Rotary Minutes – Brantley DeLoatch

President Don announced that in preparation for our the big celebration of our Centennial right around the corner that he had scanned two previous histories of our club, one that spanned the timeframe 1915 to 1955 and the other from 1955 to 1990 and had them posted on our website.  When introducing Brantley DeLoatch (Brant) for his Rotarian minutes, President Don noted that Brantley was mentioned in both of those books. In fact, Brantley joined Rotary in January of 1946, the same year I was going vertical and taking my first baby steps.

Brantley got a whoop from Anna Jones when he mentioned his origins inNorthamptonCountywhere she was also born and raised. Like most men of the Greatest Generation Brant’s career was interrupted by World War II. I’ve known Brant for a while but one thing I learned is that he got his navy training at Notre Dame. Brant spent a fair amount of his time at the podium sharing his war time experience including a chance reunion on a golf cart in Pinehurst with a Marine who was rescued from the South Pacific when Brant navigated the battleship he was assigned to on a mission into those treacherous waters.

Many of us here in the high tech Research Triangle Area might be forgiven if we don’t fully appreciate the importance of agriculture to the economy of this state. It’s massive and Central Carolina Farmers Exchange was the hugely successful Durham farm co-op that Brantley managed until its merger with Raleigh based FCX in 1980. His influence in the agribusiness community propelled him to positions of influence in a number of organizations including his alma mater NC State. I first met him when he served on the board of Central Carolina Bank.
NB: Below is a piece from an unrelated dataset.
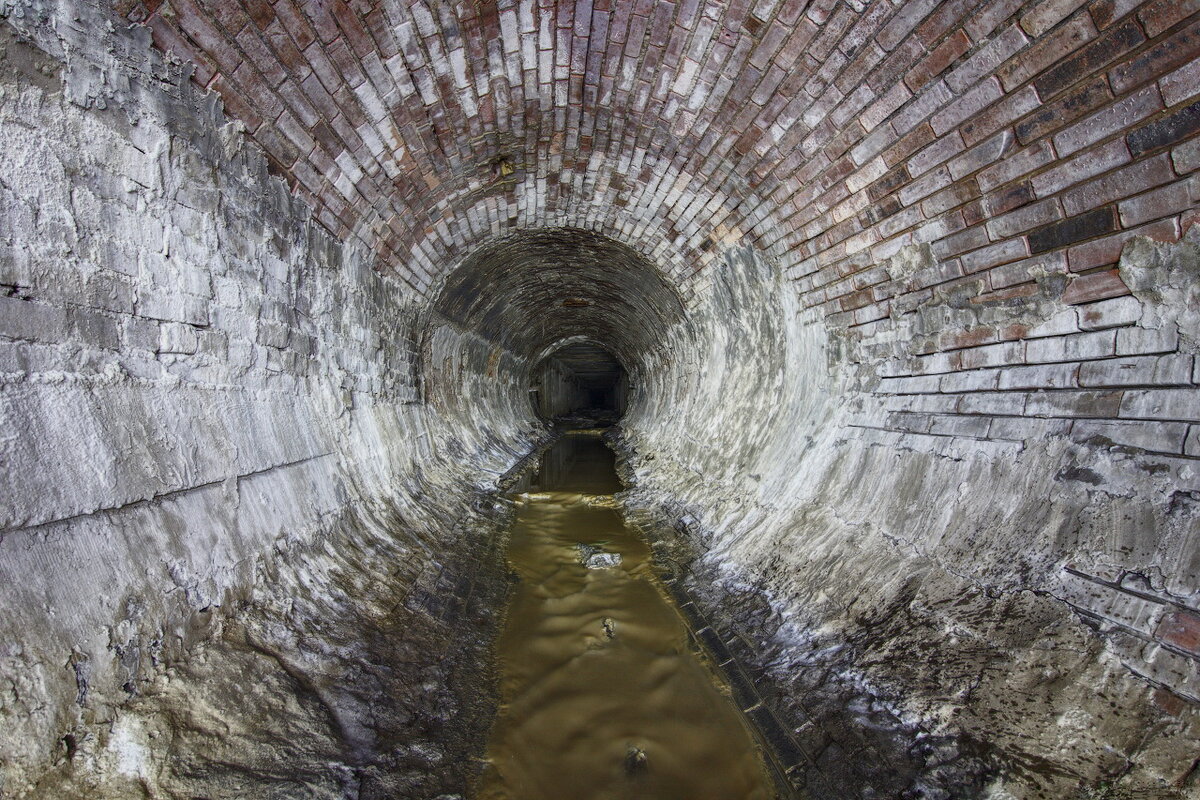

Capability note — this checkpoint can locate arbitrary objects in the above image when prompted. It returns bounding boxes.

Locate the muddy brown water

He also served on the boards of Duke Hospital, Durham Regional, the RDU Airport Commission, the Chamber of Commerce and the Durham County Commission.

Brant and his wife Geri have 5 children and a bunch of grandchildren. If you ever get a chance to ring the Salvation Army bell with Brant, don’t pass it up. It will be one of the nicest hours of the Christmas season for you and he might tell you how he tracks down wood to heat his home in the winter. Seriously.